Jurnalisme Masa
Kini: Citizen Journalism atau
Jurnalisme Mainstream?
Pemilu di Amerika Serikat
pada tahun 1988 merupakan salah satu latar belakang munculnya inovasi praktik
jurnalisme yang disebut sebagai Civic
Journalism. Saat itu para khalayak mengalami krisis kepercayaan terhadap
media-media mainstream di Amerika
Serikat terkait pemilihan presiden di Amerika Serikat (Purnomo, 2011). Media
dianggap tidak mewakili kepentingan publik dan bersifat komersil. Civic Journalism muncul sebagai bentuk
kritik atas kejadian tersebut. Jurnalisme publik bertujuan untuk kembali
mengoptimalkan fungsi media dalam tanggung jawabnya terhadap masyarakat dan
menjadikan wartawan lebih responsif dengan masalah yang menjadi perhatian
masyarakat (Kurniawan, 2007). Civic
Journalism ini dikembangkan oleh wartawan profesional atas dasar
ketidakpercayaan tersebut dengan kembali mempertanyakan hal-hal fundamental
dalam praktik jurnalisme. Selain itu, pemikiran baru terhadap praktik
jurnalisme ini juga menekankan bahwa jurnalisme bukan lagi hanya ranah yang
dapat dikuasai oleh jurnalis. Setelah berjalan selama beberapa tahun, Civic Journalism membubarkan diri pada
tahun 2003 karena membutuhkan dana yang besar.
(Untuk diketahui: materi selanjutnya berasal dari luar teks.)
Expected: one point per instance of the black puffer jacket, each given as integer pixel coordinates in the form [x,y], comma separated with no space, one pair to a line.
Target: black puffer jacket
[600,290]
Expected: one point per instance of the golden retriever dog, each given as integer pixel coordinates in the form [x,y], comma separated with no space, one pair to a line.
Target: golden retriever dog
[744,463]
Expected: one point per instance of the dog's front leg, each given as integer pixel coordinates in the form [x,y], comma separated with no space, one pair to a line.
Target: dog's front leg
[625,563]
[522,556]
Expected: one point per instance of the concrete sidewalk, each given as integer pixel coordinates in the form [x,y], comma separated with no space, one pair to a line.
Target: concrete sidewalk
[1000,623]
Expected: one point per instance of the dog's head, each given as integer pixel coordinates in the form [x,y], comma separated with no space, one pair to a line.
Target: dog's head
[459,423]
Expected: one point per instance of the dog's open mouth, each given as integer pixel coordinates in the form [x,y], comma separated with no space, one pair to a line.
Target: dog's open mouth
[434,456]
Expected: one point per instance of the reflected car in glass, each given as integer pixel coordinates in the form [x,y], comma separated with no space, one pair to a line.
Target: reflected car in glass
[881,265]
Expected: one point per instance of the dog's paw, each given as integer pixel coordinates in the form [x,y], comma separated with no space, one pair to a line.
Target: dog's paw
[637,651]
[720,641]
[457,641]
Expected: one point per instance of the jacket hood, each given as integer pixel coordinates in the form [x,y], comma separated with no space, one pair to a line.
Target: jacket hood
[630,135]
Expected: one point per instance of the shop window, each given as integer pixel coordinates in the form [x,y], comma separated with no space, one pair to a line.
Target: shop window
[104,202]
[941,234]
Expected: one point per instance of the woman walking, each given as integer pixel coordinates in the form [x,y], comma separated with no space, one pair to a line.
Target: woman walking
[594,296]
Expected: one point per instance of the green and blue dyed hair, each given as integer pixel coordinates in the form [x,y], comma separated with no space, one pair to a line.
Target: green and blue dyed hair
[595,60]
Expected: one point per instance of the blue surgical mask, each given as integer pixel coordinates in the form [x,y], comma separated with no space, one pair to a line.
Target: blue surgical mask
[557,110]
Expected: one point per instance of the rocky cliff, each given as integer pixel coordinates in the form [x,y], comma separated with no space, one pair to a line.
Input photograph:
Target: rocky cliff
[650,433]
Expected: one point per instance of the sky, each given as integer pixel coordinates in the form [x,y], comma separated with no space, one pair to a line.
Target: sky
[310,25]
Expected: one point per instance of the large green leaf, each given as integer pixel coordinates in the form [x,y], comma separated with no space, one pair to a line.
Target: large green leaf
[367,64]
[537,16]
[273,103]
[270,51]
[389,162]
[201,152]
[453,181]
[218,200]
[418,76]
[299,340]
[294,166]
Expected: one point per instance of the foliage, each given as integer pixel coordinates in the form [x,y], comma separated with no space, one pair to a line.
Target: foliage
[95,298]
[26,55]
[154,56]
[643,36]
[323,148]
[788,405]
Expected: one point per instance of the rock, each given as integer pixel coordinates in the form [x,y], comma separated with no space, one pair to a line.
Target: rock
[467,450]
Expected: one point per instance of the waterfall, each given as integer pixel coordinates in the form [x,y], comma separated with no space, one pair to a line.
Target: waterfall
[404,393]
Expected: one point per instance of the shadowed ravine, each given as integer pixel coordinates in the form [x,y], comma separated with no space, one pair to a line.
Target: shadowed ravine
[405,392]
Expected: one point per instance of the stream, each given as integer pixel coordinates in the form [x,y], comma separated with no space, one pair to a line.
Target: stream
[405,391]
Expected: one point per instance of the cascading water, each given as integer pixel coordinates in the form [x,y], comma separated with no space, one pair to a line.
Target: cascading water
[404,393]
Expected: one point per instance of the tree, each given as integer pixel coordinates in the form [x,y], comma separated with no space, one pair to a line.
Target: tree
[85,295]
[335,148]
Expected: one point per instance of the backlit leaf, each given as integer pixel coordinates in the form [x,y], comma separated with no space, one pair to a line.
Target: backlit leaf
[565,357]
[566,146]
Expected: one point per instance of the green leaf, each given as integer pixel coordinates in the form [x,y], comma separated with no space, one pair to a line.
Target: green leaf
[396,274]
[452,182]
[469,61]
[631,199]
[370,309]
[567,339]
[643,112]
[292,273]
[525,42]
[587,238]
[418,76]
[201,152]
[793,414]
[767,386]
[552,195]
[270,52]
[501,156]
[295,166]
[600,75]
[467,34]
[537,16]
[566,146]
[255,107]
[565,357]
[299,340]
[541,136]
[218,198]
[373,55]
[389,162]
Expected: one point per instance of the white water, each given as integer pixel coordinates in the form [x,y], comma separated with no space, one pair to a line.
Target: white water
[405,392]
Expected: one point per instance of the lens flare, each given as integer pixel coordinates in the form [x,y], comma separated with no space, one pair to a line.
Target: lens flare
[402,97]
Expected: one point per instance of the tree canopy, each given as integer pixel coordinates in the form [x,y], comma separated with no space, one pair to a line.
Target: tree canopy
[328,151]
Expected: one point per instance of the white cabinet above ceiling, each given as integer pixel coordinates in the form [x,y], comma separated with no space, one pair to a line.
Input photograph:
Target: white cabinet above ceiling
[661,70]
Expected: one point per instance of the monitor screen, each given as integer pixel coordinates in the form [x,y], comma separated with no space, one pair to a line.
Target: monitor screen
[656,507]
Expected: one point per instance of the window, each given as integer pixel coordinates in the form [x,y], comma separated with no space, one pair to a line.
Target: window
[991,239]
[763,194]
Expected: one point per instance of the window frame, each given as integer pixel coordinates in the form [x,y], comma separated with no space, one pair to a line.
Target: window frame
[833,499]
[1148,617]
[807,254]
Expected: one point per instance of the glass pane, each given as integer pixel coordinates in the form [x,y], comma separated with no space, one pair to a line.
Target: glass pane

Meskipun telah bubar, praktik Civic Journalism yang mengindikasikan
bahwa kegiatan jurnalisme dapat dipraktikkan oleh siapa saja menjadi pemicu
untuk munculnya Citizen Journalism atau CJ (Kurniawan, 2007).
Perkembangan teknologi menjadi faktor pendorong utama
dalam perkembangan CJ. Masyarakat dapat dengan bebas menciptakan konten
informasi mereka sendiri melalui ketersediaan software dan dengan lingkungan digital baru, yaitu Web 2.0. Collins
(2007) mendeskripsikan era Web 2.0 ditandai dengan ketersediaan file and media – sharing melalui
internet. Dengan begitu, praktik sosial mengalami perubahan yang signifikan. Bruns
(2007) menjelaskan perubahan ini melalui adanya konsep produsage yang menciptakan era user-led
creation. Produsage mentransformasikan
era industri menjadi era informasi. Praktik tersebut, user-led creation berlangsung di lingkungan daring. Pada era ini
jejaring sosial muncul sebagai kendaraan dalam sirkulasi informasi (Bruns,
2007). Perubahan perilaku masyarakat oleh produsage
inilah yang menjadi faktor utama dalam mendukung perkembangan CJ secara pesat
dikalangan masyarakat itu sendiri.
Kehadiran
CJ merupakan sesuatu yang berpengaruh dalam dunia Jurnalisme. CJ sendiri dapat dipraktikkan melalui berbagai media,
mulai dari media tradisional hingga media baru. Untuk media tradisional, CJ
dapat bekerjasama dengan jurnalisme mainstream
untuk menciptakan sebuah bentuk jurnalisme baru yang lebih efisien karena
sumber daya yang mencukupi. Proses verifikasi dan keabsahan berita dari CJ pun
terjamin melalui proses seleksi yang dilakukan ketika menyebarkan berita
melalui media tradisional, dalam hal ini CJ dan Jurnalisme mainstream bisa bekerja sama denagn baik dan mengindikasikan bahwa
CJ bukanlah ancaman terhadap praktik jurnalisme mainstream. Namun untuk media baru CJ masih harus dikembangkan lagi
karena regulasi terhadap CJ di media baru sangat minim seperti tidak ada proses
verifikasi atau landasan hukum yang jelas. Hal ini tentu membahayakan apabila
konten yang dianggap CJ memberikan dampak negatif seperti hal-hal yang
berkaitan dengan SARA atau konten kontroversial yang tidak dapat
dipertanggungjawabkan. Penulis berpendapat jika CJ di media baru mendapatkan
dukungan untuk dikembangkan seperti adanya prosedur dan aturan yang jelas.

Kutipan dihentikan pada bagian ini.